I attended Pennsylvania State University at the insistence of my parents. My plan involving community college (due to not having a clue what I wanted to do with my life), was inadaquete, and anyway I could start as an Undeclared. I finished my Bachelor’s degree in English in three years and graduated in the summer of August 2009.

The first two years were relatively uneventful. Heavy class load, good grades, and I discovered the unlikely bonding that came out of smoking herb, rather than the chaotic and dangerous ritual of nightly binge drinking.

My third and final year was the most adventurous by far.
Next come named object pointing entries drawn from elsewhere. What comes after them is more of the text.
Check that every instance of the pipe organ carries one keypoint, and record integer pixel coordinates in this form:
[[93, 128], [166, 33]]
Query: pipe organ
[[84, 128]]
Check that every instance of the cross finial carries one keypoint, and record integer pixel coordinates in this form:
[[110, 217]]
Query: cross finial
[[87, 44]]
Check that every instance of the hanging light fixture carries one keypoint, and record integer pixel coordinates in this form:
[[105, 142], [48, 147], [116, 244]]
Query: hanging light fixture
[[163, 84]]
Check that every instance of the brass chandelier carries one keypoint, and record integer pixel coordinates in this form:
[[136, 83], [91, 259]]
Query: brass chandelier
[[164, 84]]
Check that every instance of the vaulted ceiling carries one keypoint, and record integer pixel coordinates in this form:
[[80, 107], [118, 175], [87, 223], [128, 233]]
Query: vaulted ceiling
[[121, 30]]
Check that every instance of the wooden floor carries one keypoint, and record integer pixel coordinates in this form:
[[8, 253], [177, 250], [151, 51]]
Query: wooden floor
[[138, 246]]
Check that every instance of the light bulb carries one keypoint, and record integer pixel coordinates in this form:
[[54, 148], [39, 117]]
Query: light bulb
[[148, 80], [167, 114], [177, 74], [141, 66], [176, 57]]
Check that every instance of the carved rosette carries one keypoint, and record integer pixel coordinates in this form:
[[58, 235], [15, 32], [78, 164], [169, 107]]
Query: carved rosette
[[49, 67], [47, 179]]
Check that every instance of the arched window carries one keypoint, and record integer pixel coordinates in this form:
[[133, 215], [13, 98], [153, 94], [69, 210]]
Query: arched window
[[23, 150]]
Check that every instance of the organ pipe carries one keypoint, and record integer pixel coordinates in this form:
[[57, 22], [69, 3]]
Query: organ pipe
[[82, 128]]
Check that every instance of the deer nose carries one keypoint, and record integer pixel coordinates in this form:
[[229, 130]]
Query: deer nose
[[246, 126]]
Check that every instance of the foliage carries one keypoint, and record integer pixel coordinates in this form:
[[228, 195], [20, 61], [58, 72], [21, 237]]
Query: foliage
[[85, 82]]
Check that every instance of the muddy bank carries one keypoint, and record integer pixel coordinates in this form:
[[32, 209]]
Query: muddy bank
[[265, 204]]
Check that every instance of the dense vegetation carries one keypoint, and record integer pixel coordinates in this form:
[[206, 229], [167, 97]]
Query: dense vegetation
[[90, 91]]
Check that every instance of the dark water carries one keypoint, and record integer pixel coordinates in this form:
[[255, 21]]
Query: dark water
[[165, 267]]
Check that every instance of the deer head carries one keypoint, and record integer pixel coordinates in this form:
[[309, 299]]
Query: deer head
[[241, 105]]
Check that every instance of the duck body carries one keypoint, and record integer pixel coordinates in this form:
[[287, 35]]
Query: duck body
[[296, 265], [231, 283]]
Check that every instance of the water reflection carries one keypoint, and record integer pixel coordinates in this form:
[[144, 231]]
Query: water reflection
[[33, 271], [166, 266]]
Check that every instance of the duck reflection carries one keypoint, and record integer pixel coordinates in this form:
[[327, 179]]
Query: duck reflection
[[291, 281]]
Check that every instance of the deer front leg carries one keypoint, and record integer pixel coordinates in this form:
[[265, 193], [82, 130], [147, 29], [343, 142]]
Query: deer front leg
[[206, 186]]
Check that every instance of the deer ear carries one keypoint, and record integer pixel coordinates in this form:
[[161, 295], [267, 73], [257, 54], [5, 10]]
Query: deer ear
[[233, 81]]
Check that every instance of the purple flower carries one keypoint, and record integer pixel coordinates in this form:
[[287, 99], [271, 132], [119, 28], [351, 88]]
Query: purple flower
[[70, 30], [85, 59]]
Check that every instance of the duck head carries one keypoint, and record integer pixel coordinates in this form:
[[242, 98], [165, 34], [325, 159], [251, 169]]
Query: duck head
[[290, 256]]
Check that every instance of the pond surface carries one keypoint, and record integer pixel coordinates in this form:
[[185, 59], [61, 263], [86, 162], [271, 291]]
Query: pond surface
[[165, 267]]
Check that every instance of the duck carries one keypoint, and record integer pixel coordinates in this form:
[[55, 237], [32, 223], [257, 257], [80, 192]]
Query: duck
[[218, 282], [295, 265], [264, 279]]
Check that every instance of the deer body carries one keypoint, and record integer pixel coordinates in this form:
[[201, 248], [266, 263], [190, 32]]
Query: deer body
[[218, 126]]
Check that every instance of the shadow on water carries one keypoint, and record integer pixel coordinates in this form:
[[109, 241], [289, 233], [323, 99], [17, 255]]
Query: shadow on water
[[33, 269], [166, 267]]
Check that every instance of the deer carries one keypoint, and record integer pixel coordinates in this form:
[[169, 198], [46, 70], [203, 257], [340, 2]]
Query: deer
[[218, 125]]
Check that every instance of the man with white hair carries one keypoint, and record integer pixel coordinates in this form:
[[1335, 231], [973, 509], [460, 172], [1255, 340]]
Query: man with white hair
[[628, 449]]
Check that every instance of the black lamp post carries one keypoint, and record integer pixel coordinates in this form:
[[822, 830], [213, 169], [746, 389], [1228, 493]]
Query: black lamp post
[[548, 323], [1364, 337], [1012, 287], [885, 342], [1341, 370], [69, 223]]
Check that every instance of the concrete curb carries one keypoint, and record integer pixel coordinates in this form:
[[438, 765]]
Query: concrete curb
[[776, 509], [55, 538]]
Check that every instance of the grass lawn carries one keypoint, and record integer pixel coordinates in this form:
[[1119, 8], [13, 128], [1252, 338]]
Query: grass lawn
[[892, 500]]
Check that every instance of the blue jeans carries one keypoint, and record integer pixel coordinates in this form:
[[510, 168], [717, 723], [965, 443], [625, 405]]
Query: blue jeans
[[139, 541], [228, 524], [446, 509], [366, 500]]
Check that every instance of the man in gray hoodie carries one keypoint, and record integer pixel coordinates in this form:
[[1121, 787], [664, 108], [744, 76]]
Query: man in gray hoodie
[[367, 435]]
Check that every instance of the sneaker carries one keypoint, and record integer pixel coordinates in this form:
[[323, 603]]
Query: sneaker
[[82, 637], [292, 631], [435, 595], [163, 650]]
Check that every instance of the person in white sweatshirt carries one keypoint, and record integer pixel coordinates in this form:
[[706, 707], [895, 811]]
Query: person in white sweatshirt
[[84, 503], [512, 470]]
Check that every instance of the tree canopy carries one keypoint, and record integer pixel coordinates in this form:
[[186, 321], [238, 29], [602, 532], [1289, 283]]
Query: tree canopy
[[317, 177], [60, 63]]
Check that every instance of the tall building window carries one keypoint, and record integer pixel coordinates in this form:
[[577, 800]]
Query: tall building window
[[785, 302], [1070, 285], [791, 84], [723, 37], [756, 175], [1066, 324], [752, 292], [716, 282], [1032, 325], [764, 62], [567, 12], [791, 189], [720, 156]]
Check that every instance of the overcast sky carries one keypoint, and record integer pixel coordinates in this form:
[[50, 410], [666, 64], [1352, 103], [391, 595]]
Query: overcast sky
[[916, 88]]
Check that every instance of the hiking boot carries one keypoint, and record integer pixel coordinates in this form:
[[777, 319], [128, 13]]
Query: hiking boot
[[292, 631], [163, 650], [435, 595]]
In the fall, I spent a semester in Rome with ten other students. It was my first quasi-community living experience. We lived in the same hallway and shared a bathroom. Rome itself was provocative, ancient. I was in constant wonder at the contrast between the old and the new, in architecture, in relationships, in my own self to constantly evolve. Also having to cook for myself was a large life change.

In the summer semester I took a cultural studies course, which involved a month living in Bemidji, Minnesota, in the midst of three of the largest Indian reservations in North America, occupied by the Ojibwe tribe. The trip was completely transformative. Meeting with tribal leaders, both political and spiritual, learning about current conditions on many reservations, alcoholism, the struggle to retain their language, poverty, trash, contradiction at every turn, the guilt about my own ancestor’s/culture’s behavior, genocide, the resilience and kindness of people despite these enormous challenges, the embarrassment of giving a gift, how quickly a loving community may form, the deliciousness of the sugarbush, the wisdom and generosity and healing powers of the midewewin, the outlawing of sweat lodges even up until the 1990s… all these things I cannot tell in a linear fashion because this was my introduction to a world that was connected at many levels – above and below, and to each other.

It turned my hierarchy upside down; instead of seeing man as the most complex or highly evolved, lording over the plants and animals, they showed me a hierarchy of dependency where man depended on all things around him to survive, just as the animals depended on the plants, just as the plants depended on the earth, and it was the planet herself that deserved the utmost respect for sustaining all life.